A congressional Democrat on Sunday said it was "preposterous" that witnesses are still instructed to say "so help me God" in their oaths before testifying before Congress -- after his Democratic-led committee attempted to remove the God reference from its oaths earlier this year.
California Democratic Rep. Jared Huffman made the comments on The Freedom From Religion Foundation’s “Freethought Matters†program, which bills itself on its website as "an antidote to religion on the airwaves and Sunday morning sermonizing."
"Well, unfortunately, it's been kind of a sporadic standard," Huffman said. "Some committees have dropped the oath, others have not. I sit on the Natural Resources Committee and in our original proposed rules for the committee, we proposed that we drop the oath or we allow witnesses to simply say it voluntarily if they chose to, which to me makes perfect sense."
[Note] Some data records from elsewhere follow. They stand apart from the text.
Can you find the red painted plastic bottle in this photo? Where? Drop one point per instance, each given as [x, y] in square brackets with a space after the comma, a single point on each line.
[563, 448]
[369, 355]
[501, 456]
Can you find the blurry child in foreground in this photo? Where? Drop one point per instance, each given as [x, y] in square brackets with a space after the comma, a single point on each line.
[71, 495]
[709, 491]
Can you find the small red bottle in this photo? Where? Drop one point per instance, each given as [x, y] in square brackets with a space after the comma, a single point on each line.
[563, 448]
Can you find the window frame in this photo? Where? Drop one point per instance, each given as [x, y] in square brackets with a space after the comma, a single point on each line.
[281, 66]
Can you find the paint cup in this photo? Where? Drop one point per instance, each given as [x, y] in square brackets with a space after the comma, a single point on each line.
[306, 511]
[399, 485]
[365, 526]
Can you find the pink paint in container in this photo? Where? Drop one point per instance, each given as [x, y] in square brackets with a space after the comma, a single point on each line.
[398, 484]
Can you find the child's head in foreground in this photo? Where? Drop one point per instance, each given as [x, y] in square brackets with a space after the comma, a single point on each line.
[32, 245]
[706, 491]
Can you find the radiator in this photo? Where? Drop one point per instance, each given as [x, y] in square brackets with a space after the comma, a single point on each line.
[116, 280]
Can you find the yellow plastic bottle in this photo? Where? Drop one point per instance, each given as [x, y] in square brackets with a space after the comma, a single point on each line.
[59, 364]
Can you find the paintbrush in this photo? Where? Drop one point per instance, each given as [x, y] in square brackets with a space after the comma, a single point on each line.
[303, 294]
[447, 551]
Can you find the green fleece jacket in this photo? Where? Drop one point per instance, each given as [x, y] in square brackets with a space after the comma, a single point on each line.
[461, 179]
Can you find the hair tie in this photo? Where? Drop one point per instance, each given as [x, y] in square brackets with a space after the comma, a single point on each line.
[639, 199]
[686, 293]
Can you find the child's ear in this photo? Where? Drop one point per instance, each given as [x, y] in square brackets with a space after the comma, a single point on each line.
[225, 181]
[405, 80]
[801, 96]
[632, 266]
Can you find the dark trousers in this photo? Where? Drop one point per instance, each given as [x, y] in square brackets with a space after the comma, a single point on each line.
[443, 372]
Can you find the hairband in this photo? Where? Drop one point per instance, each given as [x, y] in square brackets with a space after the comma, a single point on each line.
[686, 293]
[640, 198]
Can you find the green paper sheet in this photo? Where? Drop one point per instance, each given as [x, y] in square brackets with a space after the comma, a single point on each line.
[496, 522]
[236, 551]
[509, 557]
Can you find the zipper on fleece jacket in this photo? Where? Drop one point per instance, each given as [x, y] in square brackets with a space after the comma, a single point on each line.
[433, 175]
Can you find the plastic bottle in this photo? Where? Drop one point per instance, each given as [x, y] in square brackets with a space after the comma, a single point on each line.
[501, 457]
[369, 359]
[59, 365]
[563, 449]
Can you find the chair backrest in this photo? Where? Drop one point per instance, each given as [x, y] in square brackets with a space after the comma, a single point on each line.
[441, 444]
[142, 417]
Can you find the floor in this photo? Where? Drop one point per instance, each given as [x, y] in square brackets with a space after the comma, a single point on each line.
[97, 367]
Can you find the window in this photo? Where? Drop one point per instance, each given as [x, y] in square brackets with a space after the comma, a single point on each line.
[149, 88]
The members of Congress presiding over panels have the authority to decide the contents of the oaths for witnesses. In February, Louisiana Republican Rep. Mike Johnson called out House Judiciary Committee chairman Jerry Nadler, D-N.Y., for leaving out "so help me God" from an oath he administered. Nadler promptly apologized and re-administered the oath, this time including the reference to God.
Video posted on Twitter by Johnson in March showed that the phrase "so help me God" was left out of an oath administered by Rep. Steve Cohen, D-Tenn., during a Judiciary subcommittee hearing. When Johnson objected, Nadler intervened, telling Johnson, “We do not have religious tests."
Rep. Diana DeGette, D-Colo., similarly omitted the God reference at a February Energy Committee hearing. The New York Times reported, however, that she was reading from a manual that her Republican predecessor used, and apparently was not making a secular stand.